Танцы были одной из структурирующих сил в жизни деревни: «Гармошка — сильный агитатор, и гармонист — организатор досуга молодежи» [Из газет, См 30.1926]. Кое-где предпринимаются попытки политизировать это массовое явление, поставить его на службу агитпропу:
«Окуров [провинциальный городок] любит плясать, и пляшет смачно. Танцульки цветут. Пляшут обычно с благотворительной целью: в пользу угнетенных международным империализмом китайцев или узников буржуазных застенков» [Д. Фибих, Земля советская, НМ 02.1926].
32//9
Город Баку очень большой.
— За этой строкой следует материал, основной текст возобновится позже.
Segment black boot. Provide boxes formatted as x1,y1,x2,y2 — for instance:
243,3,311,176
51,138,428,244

Здесь, говорят, добывается керосин… Живописный город омывается Каспийским морем. Оно действительно очень велико по размерам. Жара здесь страшная… По своему географическому положению и по количеству народонаселения город Баку значительно превышает город Ростов. Однако уступает городу Харькову по своему движению. Инородцев здесь множество. А особенно много здесь армяшек и персиян… Был я и на базаре, видел я много тюрецких вещей и шалей… — Письма отца Федора относятся к числу блестящих мест романа, отлично отражающих индивидуальность этого героя — глупость, пустословие, склонность к праздным мечтаниям и подробностям, курьезные промахи в русском языке. В то же время им свойствен определенный интертекстуальный фон. Отзывы о. Федора о виденных им городах, хотя и достаточно типичные для наивных путевых впечатлений вообще, отражают отдельные черты древнерусских «хождений» (насколько стиль о. Федора отмечен архаическими и библейскими чертами, мы знаем и по другим местам романа).